A key consequence of the 2019 protests in Chile was a wave of misinformation. The seven categories of information disorder identified by the NGO First Draft (2019) were present in content shared from and about the protests. With people starting to use the term “fake news” in daily conversation, fact-checking as a journalistic genre had important growth: from 2 active fact-checking projects, there was a jump to 17, among them professional newsrooms, and both university and independent initiatives. The fact-checkers behind these projects recognised the urgent necessity of the context (Núñez-Mussa, 2019). At the time of writing this report, 13 of them were still active.
In parallel, the media began to introduce fact-checking practices for their published content with more intensity than ever before, as they were particularly observed and questioned about their coverage of the protests. “Everyone was seeing intentionality where there was none. Our challenge was very hard, because people were very angry”, mentioned one editor. At the same time, the media continuously received user-generated content, especially audiovisual material. Because of this, there was special preoccupation with monitoring television channels, due to a previous case where a station, after the 8M march, had shown out-of-context images corresponding to archive footage that was removed from the current moment.
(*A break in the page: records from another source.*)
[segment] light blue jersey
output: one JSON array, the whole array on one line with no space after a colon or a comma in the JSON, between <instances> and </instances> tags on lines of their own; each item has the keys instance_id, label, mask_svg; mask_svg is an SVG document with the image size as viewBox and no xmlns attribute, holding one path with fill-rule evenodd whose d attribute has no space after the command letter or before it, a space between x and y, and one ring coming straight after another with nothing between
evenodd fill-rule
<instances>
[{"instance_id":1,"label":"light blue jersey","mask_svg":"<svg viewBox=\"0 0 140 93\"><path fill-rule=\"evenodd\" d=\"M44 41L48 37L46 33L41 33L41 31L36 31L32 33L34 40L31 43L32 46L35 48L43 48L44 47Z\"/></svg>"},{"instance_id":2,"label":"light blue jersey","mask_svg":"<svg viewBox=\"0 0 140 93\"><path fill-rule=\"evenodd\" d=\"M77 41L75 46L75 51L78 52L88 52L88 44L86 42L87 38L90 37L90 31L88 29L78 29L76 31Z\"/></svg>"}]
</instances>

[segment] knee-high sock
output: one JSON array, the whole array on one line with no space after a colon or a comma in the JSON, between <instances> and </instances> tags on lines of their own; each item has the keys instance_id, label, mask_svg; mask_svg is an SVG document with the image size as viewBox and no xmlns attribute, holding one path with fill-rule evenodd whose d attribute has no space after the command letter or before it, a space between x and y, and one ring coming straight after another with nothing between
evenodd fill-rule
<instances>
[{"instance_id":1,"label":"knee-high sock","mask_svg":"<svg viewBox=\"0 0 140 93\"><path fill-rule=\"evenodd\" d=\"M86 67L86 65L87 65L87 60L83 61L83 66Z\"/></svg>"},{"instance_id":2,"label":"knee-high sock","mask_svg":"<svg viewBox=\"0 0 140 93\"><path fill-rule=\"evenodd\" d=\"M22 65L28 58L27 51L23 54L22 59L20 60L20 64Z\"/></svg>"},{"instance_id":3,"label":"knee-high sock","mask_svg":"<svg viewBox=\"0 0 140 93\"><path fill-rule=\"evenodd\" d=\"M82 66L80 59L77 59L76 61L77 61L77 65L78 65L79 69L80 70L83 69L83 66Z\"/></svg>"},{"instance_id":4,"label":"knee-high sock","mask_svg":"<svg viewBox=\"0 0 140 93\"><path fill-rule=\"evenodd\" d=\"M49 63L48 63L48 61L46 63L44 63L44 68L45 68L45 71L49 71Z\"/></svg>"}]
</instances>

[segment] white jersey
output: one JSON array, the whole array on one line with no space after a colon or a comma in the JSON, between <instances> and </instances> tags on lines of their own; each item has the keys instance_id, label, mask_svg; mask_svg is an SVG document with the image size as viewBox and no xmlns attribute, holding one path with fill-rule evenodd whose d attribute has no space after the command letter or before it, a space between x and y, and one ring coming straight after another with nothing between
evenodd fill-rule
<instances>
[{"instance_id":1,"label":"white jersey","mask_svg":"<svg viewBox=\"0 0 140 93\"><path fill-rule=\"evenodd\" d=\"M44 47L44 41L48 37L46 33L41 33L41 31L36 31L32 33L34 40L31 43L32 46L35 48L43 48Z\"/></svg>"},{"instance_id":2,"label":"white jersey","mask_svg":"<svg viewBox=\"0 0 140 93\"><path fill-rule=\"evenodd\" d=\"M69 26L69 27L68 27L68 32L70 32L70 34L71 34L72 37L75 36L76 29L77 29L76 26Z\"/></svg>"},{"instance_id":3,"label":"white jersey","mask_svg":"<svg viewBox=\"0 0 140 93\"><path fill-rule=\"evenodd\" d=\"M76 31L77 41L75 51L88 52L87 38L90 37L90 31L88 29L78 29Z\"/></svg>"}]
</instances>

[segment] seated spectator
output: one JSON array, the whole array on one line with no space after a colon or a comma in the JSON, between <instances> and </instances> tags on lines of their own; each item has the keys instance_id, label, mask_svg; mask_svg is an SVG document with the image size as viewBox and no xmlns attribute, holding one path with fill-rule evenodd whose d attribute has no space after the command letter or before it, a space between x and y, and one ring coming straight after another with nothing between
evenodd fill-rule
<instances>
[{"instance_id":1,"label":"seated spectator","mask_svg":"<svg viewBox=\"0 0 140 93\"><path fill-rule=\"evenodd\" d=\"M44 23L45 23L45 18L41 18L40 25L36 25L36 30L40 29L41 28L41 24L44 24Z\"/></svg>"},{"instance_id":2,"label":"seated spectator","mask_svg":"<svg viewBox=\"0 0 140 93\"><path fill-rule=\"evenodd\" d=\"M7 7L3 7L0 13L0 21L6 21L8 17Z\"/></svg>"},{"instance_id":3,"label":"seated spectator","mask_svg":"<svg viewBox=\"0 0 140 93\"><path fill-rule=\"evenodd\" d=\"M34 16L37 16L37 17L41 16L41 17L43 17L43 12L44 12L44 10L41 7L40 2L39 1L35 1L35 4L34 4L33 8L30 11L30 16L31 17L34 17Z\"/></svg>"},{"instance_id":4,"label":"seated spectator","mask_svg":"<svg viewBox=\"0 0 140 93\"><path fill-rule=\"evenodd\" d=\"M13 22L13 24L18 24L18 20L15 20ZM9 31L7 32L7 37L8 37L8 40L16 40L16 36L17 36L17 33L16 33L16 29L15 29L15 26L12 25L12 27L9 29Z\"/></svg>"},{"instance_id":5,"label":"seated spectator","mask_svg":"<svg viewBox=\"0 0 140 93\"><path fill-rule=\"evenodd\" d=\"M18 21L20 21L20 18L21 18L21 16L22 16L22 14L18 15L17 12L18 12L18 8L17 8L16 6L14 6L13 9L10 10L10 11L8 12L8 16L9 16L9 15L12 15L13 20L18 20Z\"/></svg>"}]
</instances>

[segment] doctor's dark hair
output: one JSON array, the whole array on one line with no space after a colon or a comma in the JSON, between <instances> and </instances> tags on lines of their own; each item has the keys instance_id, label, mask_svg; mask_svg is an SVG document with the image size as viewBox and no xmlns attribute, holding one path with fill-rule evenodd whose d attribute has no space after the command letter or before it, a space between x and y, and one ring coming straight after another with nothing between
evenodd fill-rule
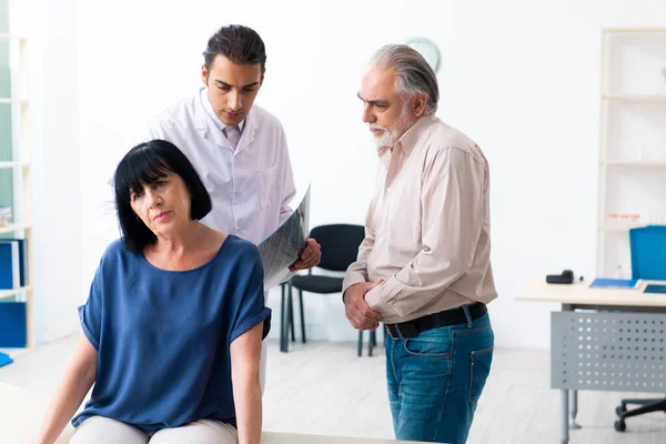
<instances>
[{"instance_id":1,"label":"doctor's dark hair","mask_svg":"<svg viewBox=\"0 0 666 444\"><path fill-rule=\"evenodd\" d=\"M224 56L235 64L259 64L261 73L266 70L266 49L261 37L242 24L222 27L208 42L203 51L205 69L210 71L218 56Z\"/></svg>"},{"instance_id":2,"label":"doctor's dark hair","mask_svg":"<svg viewBox=\"0 0 666 444\"><path fill-rule=\"evenodd\" d=\"M122 158L113 174L118 223L127 251L141 252L145 245L154 244L158 240L132 210L130 194L171 173L178 174L188 186L192 220L203 219L211 212L211 196L181 150L173 143L159 139L140 143Z\"/></svg>"}]
</instances>

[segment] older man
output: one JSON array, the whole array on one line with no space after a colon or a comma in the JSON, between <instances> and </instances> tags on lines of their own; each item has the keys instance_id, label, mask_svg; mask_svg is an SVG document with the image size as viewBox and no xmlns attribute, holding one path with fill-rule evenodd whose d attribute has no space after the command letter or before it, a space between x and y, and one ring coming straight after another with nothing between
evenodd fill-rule
<instances>
[{"instance_id":1,"label":"older man","mask_svg":"<svg viewBox=\"0 0 666 444\"><path fill-rule=\"evenodd\" d=\"M396 438L464 443L494 345L488 163L435 117L437 79L410 47L377 51L359 98L381 165L346 316L360 330L386 324Z\"/></svg>"}]
</instances>

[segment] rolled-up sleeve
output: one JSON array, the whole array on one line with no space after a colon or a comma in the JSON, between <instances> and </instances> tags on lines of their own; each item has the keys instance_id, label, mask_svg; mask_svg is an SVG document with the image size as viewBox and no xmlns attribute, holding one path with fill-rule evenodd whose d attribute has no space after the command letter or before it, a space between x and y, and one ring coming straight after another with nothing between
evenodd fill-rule
<instances>
[{"instance_id":1,"label":"rolled-up sleeve","mask_svg":"<svg viewBox=\"0 0 666 444\"><path fill-rule=\"evenodd\" d=\"M102 299L104 291L104 279L102 273L102 264L94 273L94 279L90 285L90 293L88 294L88 301L85 304L78 307L79 320L81 321L81 329L83 334L90 341L90 344L99 351L100 349L100 335L102 330Z\"/></svg>"},{"instance_id":2,"label":"rolled-up sleeve","mask_svg":"<svg viewBox=\"0 0 666 444\"><path fill-rule=\"evenodd\" d=\"M485 164L465 151L437 151L423 174L422 249L365 295L371 309L406 316L472 266L483 225L484 173Z\"/></svg>"},{"instance_id":3,"label":"rolled-up sleeve","mask_svg":"<svg viewBox=\"0 0 666 444\"><path fill-rule=\"evenodd\" d=\"M375 242L375 234L372 228L372 214L373 214L373 204L371 203L367 209L367 215L365 218L365 238L361 245L359 246L359 255L356 256L356 261L353 262L346 270L344 275L344 280L342 282L342 294L350 286L357 284L360 282L367 282L367 258L370 256L370 252Z\"/></svg>"}]
</instances>

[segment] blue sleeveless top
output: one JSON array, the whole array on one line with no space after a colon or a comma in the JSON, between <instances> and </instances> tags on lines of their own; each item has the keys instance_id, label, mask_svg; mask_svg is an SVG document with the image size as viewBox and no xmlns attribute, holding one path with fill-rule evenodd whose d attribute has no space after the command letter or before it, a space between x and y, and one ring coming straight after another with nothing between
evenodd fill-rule
<instances>
[{"instance_id":1,"label":"blue sleeveless top","mask_svg":"<svg viewBox=\"0 0 666 444\"><path fill-rule=\"evenodd\" d=\"M101 415L144 433L202 418L235 426L230 344L262 321L265 337L270 316L249 241L229 235L211 261L189 271L157 269L114 241L79 307L98 371L72 425Z\"/></svg>"}]
</instances>

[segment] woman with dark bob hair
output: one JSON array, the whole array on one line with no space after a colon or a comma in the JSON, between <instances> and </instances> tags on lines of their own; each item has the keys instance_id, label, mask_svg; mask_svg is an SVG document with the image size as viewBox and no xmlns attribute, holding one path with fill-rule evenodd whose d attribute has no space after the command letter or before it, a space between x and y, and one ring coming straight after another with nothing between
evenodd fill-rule
<instances>
[{"instance_id":1,"label":"woman with dark bob hair","mask_svg":"<svg viewBox=\"0 0 666 444\"><path fill-rule=\"evenodd\" d=\"M114 174L122 238L79 307L82 333L41 434L75 444L260 443L259 363L271 310L254 244L200 222L211 199L172 143Z\"/></svg>"}]
</instances>

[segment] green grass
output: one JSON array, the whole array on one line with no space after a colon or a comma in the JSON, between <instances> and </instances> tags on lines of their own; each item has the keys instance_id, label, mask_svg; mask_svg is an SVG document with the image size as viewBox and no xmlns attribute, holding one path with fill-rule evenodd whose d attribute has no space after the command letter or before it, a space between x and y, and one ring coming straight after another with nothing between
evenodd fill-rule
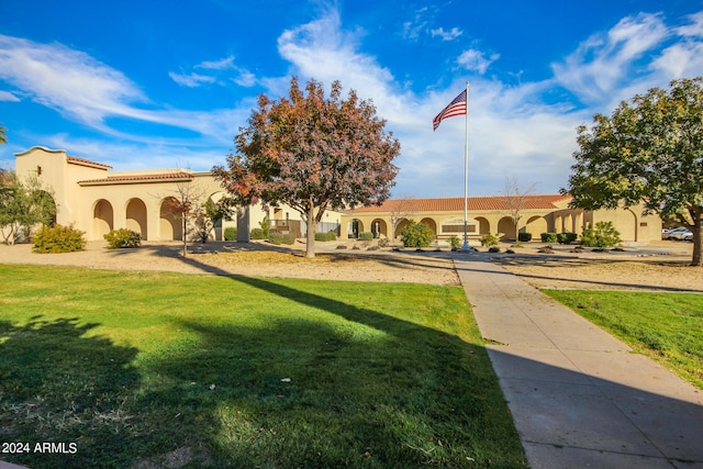
<instances>
[{"instance_id":1,"label":"green grass","mask_svg":"<svg viewBox=\"0 0 703 469\"><path fill-rule=\"evenodd\" d=\"M456 287L0 265L0 357L33 469L526 467Z\"/></svg>"},{"instance_id":2,"label":"green grass","mask_svg":"<svg viewBox=\"0 0 703 469\"><path fill-rule=\"evenodd\" d=\"M544 290L703 389L703 295Z\"/></svg>"}]
</instances>

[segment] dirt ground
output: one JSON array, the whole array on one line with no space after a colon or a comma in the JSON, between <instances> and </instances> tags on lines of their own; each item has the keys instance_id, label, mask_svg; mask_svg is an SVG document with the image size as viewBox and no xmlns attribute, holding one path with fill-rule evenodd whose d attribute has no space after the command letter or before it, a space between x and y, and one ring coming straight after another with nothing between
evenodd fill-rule
<instances>
[{"instance_id":1,"label":"dirt ground","mask_svg":"<svg viewBox=\"0 0 703 469\"><path fill-rule=\"evenodd\" d=\"M107 249L103 242L69 254L34 254L30 245L0 245L1 264L41 264L111 270L161 270L183 273L243 275L326 280L399 281L459 284L455 258L477 254L367 250L367 246L319 243L313 259L303 256L303 245L292 248L264 242L249 244L208 243L189 245L187 257L179 243L145 243L136 249ZM618 290L665 290L703 292L703 269L690 267L691 243L660 242L623 252L572 253L555 246L551 254L538 253L539 245L526 244L488 257L537 288ZM483 250L483 249L480 249Z\"/></svg>"}]
</instances>

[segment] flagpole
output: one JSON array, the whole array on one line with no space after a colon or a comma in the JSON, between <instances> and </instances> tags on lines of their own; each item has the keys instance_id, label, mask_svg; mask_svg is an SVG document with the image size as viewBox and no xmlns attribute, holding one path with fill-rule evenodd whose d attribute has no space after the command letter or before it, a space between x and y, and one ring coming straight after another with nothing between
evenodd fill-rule
<instances>
[{"instance_id":1,"label":"flagpole","mask_svg":"<svg viewBox=\"0 0 703 469\"><path fill-rule=\"evenodd\" d=\"M466 138L464 144L464 246L469 250L469 82L466 82Z\"/></svg>"}]
</instances>

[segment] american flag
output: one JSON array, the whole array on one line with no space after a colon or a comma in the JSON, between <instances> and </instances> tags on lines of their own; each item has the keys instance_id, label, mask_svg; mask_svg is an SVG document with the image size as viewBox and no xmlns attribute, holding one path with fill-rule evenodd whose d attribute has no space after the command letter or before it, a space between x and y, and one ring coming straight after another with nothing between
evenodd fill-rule
<instances>
[{"instance_id":1,"label":"american flag","mask_svg":"<svg viewBox=\"0 0 703 469\"><path fill-rule=\"evenodd\" d=\"M466 114L466 90L461 91L439 114L432 121L432 130L436 131L444 119Z\"/></svg>"}]
</instances>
Despite all the precautions taken by the media after the 2019 protests, part of the audience expressed an attitude of distrust towards the content. The most notorious example was one video, sent by users and broadcast by the public channel, which showed an intentional fire being set on the door of a bank. This video was widely disputed by other media, social media, and the national journalism association, even though the channel broadcast a verification process of it.
Some sections of the media have established handbooks with protocols to prevent the publication of misinformation, and they made temporary changes to their teams, in order to dedicate more journalists and time to this work. For instance, one organisation increased its internal fact-checking capacity from one to four people exclusively, with a policy of not publishing anything without passing through this process. After the four most intense months, two of these four people continued their work as fact-checkers. A similar experience was seen across all media organisations, with some variations. One journalist said: “We started to take fake news seriously during the 2019 protests. After a few days, we created a fact-checking team, which not only produced publishable articles, but also verified any dubious information received in the newsroom”. All the interviewed editors argued that they preferred losing a scoop over publishing content that is not fact-checked, and that they care, especially, about content received from social media.